Fonte: Gazeta do Povo
Por Sandro Schmitz dos Santos
Artigo publicado em 1 de agosto de 2014.

Há anos, uma família foi espoliada de sua propriedade pelo Movimento dos Trabalhadores Rurais Sem Terra (MST) no Paraná. Ciente de seus direitos, foi buscar auxílio no Poder Judiciário de seu estado, e, após algum tempo, teve seu pedido de reintegração de posse julgado e deferido – ou seja, teve a causa ganha. Isso posto, cumpria ao Poder Executivo de seu estado fazer o mais simples: dar cumprimento à ordem judicial; mas não o fez, em uma omissão do Estado, tendo em vista que incorre em desobediência. Devo questionar, no entanto: esse mesmo Poder Executivo se omite no cobrar seus tributos? Penso que não; afinal, o Estado não gosta de cumprir suas obrigações, mas jamais se esquece de cobrar as obrigações dos outros.
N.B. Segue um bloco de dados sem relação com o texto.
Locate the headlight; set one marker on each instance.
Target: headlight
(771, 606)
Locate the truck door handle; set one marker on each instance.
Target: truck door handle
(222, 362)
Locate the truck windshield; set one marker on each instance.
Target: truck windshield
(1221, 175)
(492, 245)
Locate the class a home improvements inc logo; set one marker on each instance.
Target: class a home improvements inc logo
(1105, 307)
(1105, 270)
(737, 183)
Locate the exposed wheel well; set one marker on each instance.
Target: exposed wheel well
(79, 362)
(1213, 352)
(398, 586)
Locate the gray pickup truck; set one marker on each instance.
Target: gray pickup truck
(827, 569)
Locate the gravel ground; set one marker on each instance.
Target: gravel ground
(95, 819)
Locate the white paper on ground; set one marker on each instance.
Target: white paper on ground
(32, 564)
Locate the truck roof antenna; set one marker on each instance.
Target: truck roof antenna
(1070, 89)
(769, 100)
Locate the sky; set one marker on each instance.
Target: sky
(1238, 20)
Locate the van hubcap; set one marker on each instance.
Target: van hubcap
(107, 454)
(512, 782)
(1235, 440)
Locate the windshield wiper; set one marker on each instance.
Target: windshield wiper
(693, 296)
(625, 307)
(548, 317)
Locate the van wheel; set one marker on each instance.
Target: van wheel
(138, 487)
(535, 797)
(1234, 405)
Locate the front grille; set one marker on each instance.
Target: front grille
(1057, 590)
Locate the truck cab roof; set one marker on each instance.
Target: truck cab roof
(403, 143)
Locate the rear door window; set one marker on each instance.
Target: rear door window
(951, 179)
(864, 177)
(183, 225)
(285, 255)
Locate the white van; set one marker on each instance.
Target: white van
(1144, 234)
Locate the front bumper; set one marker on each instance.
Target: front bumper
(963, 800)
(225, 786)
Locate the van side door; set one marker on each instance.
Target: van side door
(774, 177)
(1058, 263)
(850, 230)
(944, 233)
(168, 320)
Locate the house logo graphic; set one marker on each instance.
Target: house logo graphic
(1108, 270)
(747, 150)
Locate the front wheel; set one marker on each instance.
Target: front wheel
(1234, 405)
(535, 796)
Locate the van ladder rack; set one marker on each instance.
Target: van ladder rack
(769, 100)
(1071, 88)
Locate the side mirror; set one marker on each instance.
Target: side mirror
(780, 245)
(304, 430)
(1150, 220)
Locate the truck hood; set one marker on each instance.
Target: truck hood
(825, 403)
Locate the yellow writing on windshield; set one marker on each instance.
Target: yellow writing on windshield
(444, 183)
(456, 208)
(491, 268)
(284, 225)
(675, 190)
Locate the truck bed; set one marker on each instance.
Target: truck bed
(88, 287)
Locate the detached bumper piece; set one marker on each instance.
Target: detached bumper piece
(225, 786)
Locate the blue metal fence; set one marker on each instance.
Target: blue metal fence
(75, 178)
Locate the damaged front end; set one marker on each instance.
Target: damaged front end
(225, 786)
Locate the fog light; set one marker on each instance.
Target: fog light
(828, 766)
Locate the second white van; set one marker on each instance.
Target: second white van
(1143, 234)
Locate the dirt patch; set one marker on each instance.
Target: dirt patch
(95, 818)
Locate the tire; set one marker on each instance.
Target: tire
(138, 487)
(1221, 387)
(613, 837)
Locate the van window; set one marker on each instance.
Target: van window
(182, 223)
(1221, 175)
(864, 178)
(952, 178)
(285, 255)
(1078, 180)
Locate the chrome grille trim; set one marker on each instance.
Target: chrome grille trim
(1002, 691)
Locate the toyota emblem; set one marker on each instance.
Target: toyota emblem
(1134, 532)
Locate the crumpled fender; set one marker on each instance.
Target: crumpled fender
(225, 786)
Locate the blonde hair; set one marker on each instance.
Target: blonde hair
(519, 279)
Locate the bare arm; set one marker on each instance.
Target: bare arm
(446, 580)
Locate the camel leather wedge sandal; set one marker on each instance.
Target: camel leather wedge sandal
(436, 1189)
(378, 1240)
Ainda assim, esse cidadão não desistiu. Sabedor da hipótese de intervenção federal prevista na Constituição de 1988 em seu art. 34, inc. VI, tendo em vista a desobediência de decisão judicial por parte do Poder Executivo estadual, recorreu ao Superior Tribunal de Justiça (STJ). Infelizmente, no dia 1.º de julho deste ano, foi julgada improcedente a Ação de Intervenção Federal 111 pela Corte Especial do STJ; seu ministro relator, Gilson Dipp, afirmou: “A remoção das 190 pessoas que ocupam o imóvel, já agora corridos vários anos, constituindo cerca de 56 famílias sem destino ou local de acomodação digna, revelam quadro de inviável atuação judicial, assim como não recomendam a intervenção federal para compelir a autoridade administrativa a praticar ato do qual vai resultar conflito social muito maior que o suposto prejuízo do particular”.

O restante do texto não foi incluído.